We will add the limit setting to EXPLAIN, so that tests can verify that the limit settings are correctly picked up.

We'll have to have several tests that involve multiple WMR clauses in various relative positions (independent, sequenced, nested) to see that the limits are not messed up by optimizer transforms.

We'll need to test that the soft limit does the correct thing when reaching the limit, i.e., not erroring out but emitting the current state.
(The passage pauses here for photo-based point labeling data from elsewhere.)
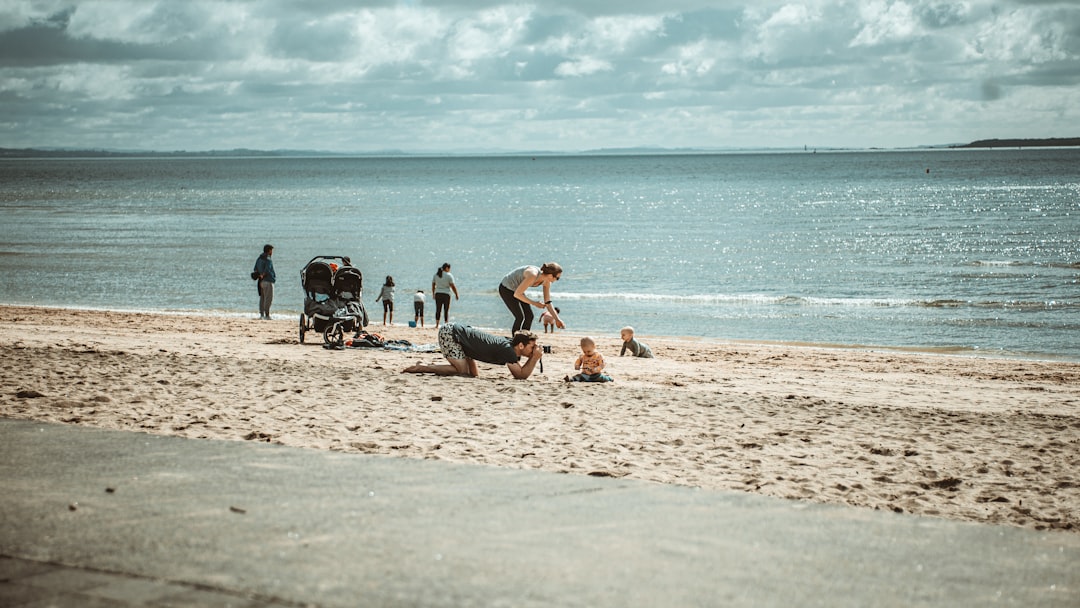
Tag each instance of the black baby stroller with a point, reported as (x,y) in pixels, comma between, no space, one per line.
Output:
(333,298)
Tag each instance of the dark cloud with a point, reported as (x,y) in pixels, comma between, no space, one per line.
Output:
(559,75)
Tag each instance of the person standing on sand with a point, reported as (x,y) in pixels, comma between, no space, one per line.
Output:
(512,291)
(463,346)
(418,307)
(442,285)
(264,268)
(387,295)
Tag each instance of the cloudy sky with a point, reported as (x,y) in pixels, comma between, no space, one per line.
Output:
(552,75)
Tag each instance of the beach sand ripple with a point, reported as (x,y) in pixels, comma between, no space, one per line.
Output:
(993,441)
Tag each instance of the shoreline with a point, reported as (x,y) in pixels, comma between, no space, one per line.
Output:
(970,437)
(711,340)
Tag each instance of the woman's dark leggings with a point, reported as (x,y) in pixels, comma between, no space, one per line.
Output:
(442,307)
(522,311)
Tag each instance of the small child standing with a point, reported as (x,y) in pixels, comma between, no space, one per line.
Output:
(418,307)
(549,320)
(591,364)
(387,295)
(635,348)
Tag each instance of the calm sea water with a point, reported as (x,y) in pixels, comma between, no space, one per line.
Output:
(966,251)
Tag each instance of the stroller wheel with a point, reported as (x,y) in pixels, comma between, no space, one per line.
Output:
(334,335)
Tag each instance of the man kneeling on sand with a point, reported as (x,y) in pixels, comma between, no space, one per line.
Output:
(463,346)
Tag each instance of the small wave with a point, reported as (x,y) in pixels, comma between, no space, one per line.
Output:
(1018,264)
(997,262)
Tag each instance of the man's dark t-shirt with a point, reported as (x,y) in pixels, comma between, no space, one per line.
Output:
(484,347)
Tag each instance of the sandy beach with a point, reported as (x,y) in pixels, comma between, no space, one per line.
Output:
(994,441)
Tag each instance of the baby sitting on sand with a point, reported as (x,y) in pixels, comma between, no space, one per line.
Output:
(591,364)
(635,348)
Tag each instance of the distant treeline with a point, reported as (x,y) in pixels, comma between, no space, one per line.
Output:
(1051,142)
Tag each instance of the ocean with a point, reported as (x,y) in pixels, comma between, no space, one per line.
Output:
(954,251)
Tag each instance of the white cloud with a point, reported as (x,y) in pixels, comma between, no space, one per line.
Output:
(584,66)
(886,22)
(563,75)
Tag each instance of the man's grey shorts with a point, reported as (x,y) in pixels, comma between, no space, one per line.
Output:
(449,347)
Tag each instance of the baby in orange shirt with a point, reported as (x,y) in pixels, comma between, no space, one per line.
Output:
(591,364)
We should keep in mind that some optimizer transforms perform loops when analyzing and transforming a LetRec, and in these cases they should respect the limits.

Drawbacks

The bookkeeping for different limits for different WMR blocks inside the same query introduces a slight maintenance burden in some optimizer transforms (mainly in NormalizeLets).

Unresolved questions

What should be the keyword? This also depends on what will the final keywords be for WITH MUTUALLY RECURSIVE itself. (The latest suggestion was WITH REPEATEDLY.)

Do we want also a hard limit later? If yes, what should be the default value?